Speech-to-Text with SpeechAnalyzer

Overview

SpeechAnalyzer is Apple's new speech-to-text API introduced in iOS 26. It powers Notes, Voice Memos, Journal, and Call Summarization. The on-device model is faster, more accurate, and better for long-form/distant audio than SFSpeechRecognizer.

Key principle: SpeechAnalyzer is modular—add transcription modules to an analysis session. Results stream asynchronously using Swift's AsyncSequence.

Decision Tree - SpeechAnalyzer vs SFSpeechRecognizer

Need speech-to-text?
  ├─ iOS 26+ only?
  │   └─ Yes → SpeechAnalyzer (preferred)
  ├─ Need iOS 10-25 support?
  │   └─ Yes → SFSpeechRecognizer (or DictationTranscriber)
  ├─ Long-form audio (meetings, lectures)?
  │   └─ Yes → SpeechAnalyzer
  ├─ Distant audio (across room)?
  │   └─ Yes → SpeechAnalyzer
  └─ Short dictation commands?
      └─ Either works

SpeechAnalyzer advantages:

Better for long-form and conversational audio
Works well with distant speakers (meetings)
On-device, private
Model managed by system (no app size increase)
Powers Notes, Voice Memos, Journal

DictationTranscriber (iOS 26+): Same languages as SFSpeechRecognizer, but doesn't require user to enable Siri/dictation in Settings.

Red Flags

Use this skill when you see:

"Live transcription"
"Transcribe audio"
"Speech-to-text"
"SpeechAnalyzer" or "SpeechTranscriber"
"Volatile results"
Building Notes-like or Voice Memos-like features

Pattern 1 - File Transcription (Simplest)

Transcribe an audio file to text in one function.

import Speech

func transcribe(file: URL, locale: Locale) async throws -> AttributedString {
    // Set up transcriber
    let transcriber = SpeechTranscriber(
        locale: locale,
        preset: .offlineTranscription
    )

    // Collect results asynchronously
    async let transcriptionFuture = try transcriber.results
        .reduce(AttributedString()) { str, result in
            str + result.text
        }

    // Set up analyzer with transcriber module
    let analyzer = SpeechAnalyzer(modules: [transcriber])

    // Analyze the file
    if let lastSample = try await analyzer.analyzeSequence(from: file) {
        try await analyzer.finalizeAndFinish(through: lastSample)
    } else {
        await analyzer.cancelAndFinishNow()
    }

    return try await transcriptionFuture
}

Key points:

analyzeSequence(from:) reads file and feeds audio to analyzer
finalizeAndFinish(through:) ensures all results are finalized
Results are AttributedString with timing metadata

Pattern 2 - Live Transcription Setup

For real-time transcription from microphone.
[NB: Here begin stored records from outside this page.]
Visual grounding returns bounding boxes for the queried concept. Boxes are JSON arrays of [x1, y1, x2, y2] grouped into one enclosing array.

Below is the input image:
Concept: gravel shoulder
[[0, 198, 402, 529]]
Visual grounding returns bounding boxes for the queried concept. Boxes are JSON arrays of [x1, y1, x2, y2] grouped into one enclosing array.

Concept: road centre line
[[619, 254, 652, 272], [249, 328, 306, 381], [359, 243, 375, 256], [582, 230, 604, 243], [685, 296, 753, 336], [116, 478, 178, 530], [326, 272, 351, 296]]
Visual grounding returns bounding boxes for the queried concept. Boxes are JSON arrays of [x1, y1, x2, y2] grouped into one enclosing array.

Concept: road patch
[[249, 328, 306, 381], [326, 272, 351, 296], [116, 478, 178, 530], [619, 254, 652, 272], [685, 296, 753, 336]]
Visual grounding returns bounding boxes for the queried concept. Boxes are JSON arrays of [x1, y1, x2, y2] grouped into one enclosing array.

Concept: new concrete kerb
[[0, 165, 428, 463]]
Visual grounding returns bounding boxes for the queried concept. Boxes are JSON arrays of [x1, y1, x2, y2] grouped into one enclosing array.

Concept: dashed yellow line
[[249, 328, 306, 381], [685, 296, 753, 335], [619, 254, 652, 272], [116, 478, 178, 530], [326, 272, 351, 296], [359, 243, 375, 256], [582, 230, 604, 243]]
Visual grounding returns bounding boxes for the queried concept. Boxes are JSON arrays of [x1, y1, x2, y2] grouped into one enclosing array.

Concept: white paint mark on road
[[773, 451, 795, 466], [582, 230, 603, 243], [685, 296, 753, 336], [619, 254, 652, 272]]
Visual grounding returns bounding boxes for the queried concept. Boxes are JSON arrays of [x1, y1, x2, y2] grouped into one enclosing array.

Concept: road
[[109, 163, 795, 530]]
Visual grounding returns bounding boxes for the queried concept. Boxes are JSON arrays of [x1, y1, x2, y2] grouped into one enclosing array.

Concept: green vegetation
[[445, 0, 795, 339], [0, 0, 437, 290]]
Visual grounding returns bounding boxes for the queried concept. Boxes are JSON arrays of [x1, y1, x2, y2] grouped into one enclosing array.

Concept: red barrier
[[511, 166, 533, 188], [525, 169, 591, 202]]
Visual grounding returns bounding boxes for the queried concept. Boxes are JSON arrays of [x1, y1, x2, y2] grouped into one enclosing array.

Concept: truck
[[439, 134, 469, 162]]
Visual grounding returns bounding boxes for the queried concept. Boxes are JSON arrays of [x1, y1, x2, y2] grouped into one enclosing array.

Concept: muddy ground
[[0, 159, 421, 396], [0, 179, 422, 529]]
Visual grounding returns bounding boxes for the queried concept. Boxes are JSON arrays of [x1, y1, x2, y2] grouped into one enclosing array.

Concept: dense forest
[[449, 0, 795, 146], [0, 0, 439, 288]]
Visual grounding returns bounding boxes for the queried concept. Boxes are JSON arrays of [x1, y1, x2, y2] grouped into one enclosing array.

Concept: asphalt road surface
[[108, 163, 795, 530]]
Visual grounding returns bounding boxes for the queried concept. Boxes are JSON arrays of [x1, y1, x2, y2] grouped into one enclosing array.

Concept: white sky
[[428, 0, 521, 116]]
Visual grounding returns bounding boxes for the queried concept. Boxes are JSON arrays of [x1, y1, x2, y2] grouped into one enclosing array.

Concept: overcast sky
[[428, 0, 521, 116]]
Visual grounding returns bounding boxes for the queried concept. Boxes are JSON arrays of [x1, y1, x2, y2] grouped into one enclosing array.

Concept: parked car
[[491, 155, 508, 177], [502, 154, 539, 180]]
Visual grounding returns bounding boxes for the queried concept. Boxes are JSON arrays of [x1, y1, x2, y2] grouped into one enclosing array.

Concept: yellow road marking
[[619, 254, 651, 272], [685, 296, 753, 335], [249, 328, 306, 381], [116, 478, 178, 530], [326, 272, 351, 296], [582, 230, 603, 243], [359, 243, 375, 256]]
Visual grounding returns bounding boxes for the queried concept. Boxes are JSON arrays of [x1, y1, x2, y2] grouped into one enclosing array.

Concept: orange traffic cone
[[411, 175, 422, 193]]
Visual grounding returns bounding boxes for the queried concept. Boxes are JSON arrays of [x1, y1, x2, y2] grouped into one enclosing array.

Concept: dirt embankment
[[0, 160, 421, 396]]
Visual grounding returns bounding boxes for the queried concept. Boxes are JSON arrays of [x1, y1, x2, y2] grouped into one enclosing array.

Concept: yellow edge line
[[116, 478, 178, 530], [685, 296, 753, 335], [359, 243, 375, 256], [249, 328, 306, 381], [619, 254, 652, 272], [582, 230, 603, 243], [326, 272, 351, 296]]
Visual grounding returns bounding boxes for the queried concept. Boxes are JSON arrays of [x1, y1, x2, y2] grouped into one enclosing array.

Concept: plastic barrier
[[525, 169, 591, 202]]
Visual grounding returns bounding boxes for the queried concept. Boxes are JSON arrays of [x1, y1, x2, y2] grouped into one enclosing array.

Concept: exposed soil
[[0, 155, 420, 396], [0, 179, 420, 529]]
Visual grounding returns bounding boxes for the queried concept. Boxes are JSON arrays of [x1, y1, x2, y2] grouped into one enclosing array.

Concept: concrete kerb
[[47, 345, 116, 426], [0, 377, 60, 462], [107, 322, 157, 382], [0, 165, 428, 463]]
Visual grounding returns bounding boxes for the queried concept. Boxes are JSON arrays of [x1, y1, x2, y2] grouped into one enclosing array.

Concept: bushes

Step 1 - Configure SpeechTranscriber

import Speech

class TranscriptionManager: ObservableObject {
    private var transcriber: SpeechTranscriber?
    private var analyzer: SpeechAnalyzer?
    private var analyzerFormat: AudioFormatDescription?
    private var inputBuilder: AsyncStream<AnalyzerInput>.Continuation?

    @Published var finalizedTranscript = AttributedString()
    @Published var volatileTranscript = AttributedString()

    func setUp() async throws {
        // Create transcriber with options
        transcriber = SpeechTranscriber(
            locale: Locale.current,
            transcriptionOptions: [],
            reportingOptions: [.volatileResults],  // Enable real-time updates
            attributeOptions: [.audioTimeRange]     // Include timing
        )

        guard let transcriber else { throw TranscriptionError.setupFailed }

        // Create analyzer with transcriber module
        analyzer = SpeechAnalyzer(modules: [transcriber])

        // Get required audio format
        analyzerFormat = await SpeechAnalyzer.bestAvailableAudioFormat(
            compatibleWith: [transcriber]
        )

        // Ensure model is available
        try await ensureModel(for: transcriber)

        // Create input stream
        let (stream, builder) = AsyncStream<AnalyzerInput>.makeStream()
        inputBuilder = builder

        // Start analyzer
        try await analyzer?.start(inputSequence: stream)
    }
}

Step 2 - Ensure Model Availability

func ensureModel(for transcriber: SpeechTranscriber) async throws {
    let locale = Locale.current

    // Check if language is supported
    let supported = await SpeechTranscriber.supportedLocales
    guard supported.contains(where: {
        $0.identifier(.bcp47) == locale.identifier(.bcp47)
    }) else {
        throw TranscriptionError.localeNotSupported
    }

    // Check if model is installed
    let installed = await SpeechTranscriber.installedLocales
    if installed.contains(where: {
        $0.identifier(.bcp47) == locale.identifier(.bcp47)
    }) {
        return  // Already installed
    }

    // Download model
    if let downloader = try await AssetInventory.assetInstallationRequest(
        supporting: [transcriber]
    ) {
        // Track progress if needed
        let progress = downloader.progress
        try await downloader.downloadAndInstall()
    }
}

Note: Models are stored in system storage, not app storage. Limited number of languages can be allocated at once.

Step 3 - Handle Results

func startResultHandling() {
    Task {
        guard let transcriber else { return }

        do {
            for try await result in transcriber.results {
                let text = result.text

                if result.isFinal {
                    // Finalized result - won't change
                    finalizedTranscript += text
                    volatileTranscript = AttributedString()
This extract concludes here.